In 2010, UNESCO first added falconry to its “Intangible Cultural Heritage of Humanity” list, calling it “an age-old drama.” Since then, according to McNeff, the international falconry community has been careful to distinguish between falconry and abatement in order to protect the UNESCO-recognized version of the sport, which is in accord with NAFA’s ethics policy; it states that falconry should “not include the keeping of birds of prey as pets or prestige items.” That’s because, in recent years, especially in Europe, groups like People for the Ethical Treatment of Animals have criticized the use of raptors for “shows” or “demonstrations.” On its British website, PETA states: “Falconers treat birds of prey, such as falcons, owls and eagles, as living props and put them on display for tourists. Tied to a block of wood with a short leather strap for hours or even days, their life is one of boredom and torment.”
For the gulls, however, Swanson’s current five hawks, 12 falcons and Eurasian eagle-owl are much better than the typical alternative. In 2021 alone, the U.S. Department of Agriculture killed 17,633 gulls in the name of wildlife control, along with 2,664 hawks, 510 falcons and 359 owls. “You come in here and knock out 20,000 gulls — well, that’s 20,000 less birds to clean up the beach,” Swanson says. “Everything is here for a reason.” One of those reasons, argues Amanda Rodewald, an avian biologist at Cornell University, is the presence of people, like it or not. “Connections are complicated,” she says. “In removing one species, it can be difficult to predict what the consequences are going to be for others in that system — we don’t know which species are going to be valuable to us someday.”

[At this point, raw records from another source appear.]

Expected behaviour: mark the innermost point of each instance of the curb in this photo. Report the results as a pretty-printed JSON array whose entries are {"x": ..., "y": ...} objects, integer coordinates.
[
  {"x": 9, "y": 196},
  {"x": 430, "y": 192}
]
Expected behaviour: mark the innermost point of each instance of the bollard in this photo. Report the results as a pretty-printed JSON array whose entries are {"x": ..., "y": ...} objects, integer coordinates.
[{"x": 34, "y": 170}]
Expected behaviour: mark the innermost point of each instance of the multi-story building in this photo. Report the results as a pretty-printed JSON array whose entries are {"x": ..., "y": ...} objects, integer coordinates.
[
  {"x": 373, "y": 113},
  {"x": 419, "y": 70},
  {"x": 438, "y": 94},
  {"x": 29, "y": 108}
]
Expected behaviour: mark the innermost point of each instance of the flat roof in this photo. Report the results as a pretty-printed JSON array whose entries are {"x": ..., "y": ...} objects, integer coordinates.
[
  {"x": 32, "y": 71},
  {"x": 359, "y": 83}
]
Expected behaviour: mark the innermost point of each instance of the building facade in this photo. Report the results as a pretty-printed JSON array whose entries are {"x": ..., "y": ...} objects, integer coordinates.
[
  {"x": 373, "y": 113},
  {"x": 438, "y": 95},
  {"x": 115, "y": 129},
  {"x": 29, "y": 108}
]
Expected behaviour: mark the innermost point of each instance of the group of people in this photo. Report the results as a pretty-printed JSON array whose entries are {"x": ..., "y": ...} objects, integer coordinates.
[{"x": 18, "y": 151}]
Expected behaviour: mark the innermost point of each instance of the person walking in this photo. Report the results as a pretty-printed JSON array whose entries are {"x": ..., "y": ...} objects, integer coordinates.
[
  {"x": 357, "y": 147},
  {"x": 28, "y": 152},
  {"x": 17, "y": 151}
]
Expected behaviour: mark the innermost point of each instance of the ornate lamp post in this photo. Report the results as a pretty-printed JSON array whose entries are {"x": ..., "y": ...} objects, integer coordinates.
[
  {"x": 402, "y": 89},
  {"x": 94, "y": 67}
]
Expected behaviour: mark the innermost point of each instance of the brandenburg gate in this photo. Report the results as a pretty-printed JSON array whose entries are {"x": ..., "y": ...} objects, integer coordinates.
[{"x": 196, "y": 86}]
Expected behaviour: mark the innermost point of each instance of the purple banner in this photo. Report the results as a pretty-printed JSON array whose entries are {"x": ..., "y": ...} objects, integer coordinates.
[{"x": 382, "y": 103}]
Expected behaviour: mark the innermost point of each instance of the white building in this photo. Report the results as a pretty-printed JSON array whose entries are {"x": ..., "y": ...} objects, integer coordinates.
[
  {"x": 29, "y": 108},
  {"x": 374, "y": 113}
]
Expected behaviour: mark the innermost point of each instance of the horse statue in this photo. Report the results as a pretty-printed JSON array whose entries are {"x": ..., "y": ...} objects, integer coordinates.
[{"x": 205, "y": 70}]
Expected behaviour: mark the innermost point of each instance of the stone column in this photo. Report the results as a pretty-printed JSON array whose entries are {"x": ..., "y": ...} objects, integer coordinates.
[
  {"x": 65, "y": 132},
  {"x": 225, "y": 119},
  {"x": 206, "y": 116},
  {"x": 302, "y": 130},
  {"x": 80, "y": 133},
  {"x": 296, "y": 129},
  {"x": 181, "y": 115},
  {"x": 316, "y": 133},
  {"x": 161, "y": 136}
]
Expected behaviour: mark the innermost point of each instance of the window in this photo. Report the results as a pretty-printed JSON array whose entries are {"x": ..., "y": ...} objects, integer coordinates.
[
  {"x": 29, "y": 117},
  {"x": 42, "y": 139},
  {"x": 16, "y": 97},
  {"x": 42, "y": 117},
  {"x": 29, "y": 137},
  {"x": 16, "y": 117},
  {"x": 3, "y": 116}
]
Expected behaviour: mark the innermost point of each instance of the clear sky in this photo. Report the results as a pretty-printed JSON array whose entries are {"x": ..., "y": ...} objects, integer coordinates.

The use of raptors to haze nuisance birds appears to have been invented by the British military in the 1940s at an air base in Scotland, where peregrine falcons, whose diving speeds of nearly 200 m.p.h. make them the fastest animals in the world, were deployed to chase gulls from the runways. In the following decades, the practice spread to the clearing of herring and ring-billed gulls from a Canadian garbage dump, wood pigeons from an English field planted with cabbage and brussels sprouts, even crows from the Kremlin. Thomas L. Freeman, who is the chair of math and science at Eastern New Mexico University-Ruidoso and studies diurnal raptors, told me that hawks and falcons are so effective because they are unpredictable in ways that artificial deterrents cannot be. “You can put scarecrows out, and they work for a while,” he says. “But with birds of prey, the animals they go after are going to perceive real danger, dynamic danger.”